We are just never going to routinely see surgeons doing axillary dissections again in cT1N0 breast cancer except in very rare cases. And that is because of Z0011. And that is the world in which we now live. And, surgically speaking, it's how this patient was approached (ie she had a SLN biopsy, one node was "slightly" positive, and she didn't get her whole dang axilla whacked out).
For cT1N0 breast cancer, "axillary management" is minutiae in the extreme. It's like arguing over the Gatorade temperature on the sidelines in football. The axilla is not a halfway house for cancer cells. It is not some intermediate step on the way to metastatic failure. For cT1N0 patients, the axilla is prognostic. It is not therapeutic for the surgeon or the rad onc. There've been enough randomized trials and scientific data surely to convince folks of this. Or so I thought. We can whine over Z0011 as rad oncs, but the surgeons have moved on. This is how they think now, and they apply this thinking even in situations (ie w/ NAC) where we as rad oncs are saying "It was inappropriate to cite/use Z0011 here." The rest of the oncologic world is like "cool story bro."
The main reason "believers" cite to treat axillae here is local control/DFS ("
You don't need to care about radiation therapy-induced arm lymphedema if you... have a big axillary recurrence"); survival improvement, obviously, never gets mentioned. The
DFS advantage disappeared with
longer followup in EORTC 22922. (Although very few patients got axillary RT in EORTC 22922; hence why the trial was entitled "Internal Mammary and Medial Supraclavicular Irradiation in Breast Cancer" I reckon.) So re: MA.20, and this patient.
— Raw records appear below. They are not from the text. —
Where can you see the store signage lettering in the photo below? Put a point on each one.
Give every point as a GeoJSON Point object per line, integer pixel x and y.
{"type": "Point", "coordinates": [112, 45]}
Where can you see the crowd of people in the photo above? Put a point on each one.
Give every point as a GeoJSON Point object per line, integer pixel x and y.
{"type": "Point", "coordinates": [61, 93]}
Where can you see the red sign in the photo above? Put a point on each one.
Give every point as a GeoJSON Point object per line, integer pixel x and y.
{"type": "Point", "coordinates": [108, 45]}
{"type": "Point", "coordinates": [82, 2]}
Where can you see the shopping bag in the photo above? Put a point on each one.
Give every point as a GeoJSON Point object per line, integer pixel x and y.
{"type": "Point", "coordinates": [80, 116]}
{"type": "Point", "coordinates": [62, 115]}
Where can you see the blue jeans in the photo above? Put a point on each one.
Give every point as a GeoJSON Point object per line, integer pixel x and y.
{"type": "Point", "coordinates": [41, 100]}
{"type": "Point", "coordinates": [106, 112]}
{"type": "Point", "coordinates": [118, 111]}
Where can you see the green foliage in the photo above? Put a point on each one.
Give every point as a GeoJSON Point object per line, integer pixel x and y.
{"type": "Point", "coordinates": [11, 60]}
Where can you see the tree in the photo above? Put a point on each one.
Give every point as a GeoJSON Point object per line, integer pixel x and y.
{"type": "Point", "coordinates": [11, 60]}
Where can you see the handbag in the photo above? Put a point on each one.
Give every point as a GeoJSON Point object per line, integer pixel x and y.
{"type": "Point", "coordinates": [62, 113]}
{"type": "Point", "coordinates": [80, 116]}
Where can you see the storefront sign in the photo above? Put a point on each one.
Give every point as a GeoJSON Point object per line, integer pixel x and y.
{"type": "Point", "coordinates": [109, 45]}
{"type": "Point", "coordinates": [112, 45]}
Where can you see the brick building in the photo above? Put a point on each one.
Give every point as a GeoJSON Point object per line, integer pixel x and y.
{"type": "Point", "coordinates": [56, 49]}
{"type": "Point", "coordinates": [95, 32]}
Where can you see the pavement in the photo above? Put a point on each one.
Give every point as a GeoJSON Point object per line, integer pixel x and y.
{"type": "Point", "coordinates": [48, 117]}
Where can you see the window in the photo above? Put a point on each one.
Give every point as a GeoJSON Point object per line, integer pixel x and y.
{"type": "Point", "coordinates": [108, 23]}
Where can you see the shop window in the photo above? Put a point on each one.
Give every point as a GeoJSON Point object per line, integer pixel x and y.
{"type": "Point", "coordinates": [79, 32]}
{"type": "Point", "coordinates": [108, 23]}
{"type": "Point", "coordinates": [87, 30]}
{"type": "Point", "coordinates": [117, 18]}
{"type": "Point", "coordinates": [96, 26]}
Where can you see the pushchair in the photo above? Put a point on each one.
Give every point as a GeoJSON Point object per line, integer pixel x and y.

She presented as cT1N0 and got NAC. She then had surgery and had one out of five lymph nodes positive. Let's say, for argument's sake, she had zero out of five lymph nodes positive. When we look at subset analysis for DFS from MA.20, which group of patients had the BIGGEST benefit from RNI? Zero-LN patients or 1-positive-node patients? What I'm saying ("breast cancer is the worst") is that while we are arguing whether or not she should get RNI because she had one lymph node positive, I could make the argument from MA.20 that ***all*** cT1N0 patients who get NAC, or don't, and have zero lymph nodes positive have ***more*** DFS benefit from RNI than patients who have one lymph node positive.
So give RNI to all negative LN patients? We "should," because of all the subsets
in MA.20, it was zero LN+ patients who had the most* DFS benefit from RNI. But I don't really ever hear rad oncs arguing for RNI in pT1N0 patients.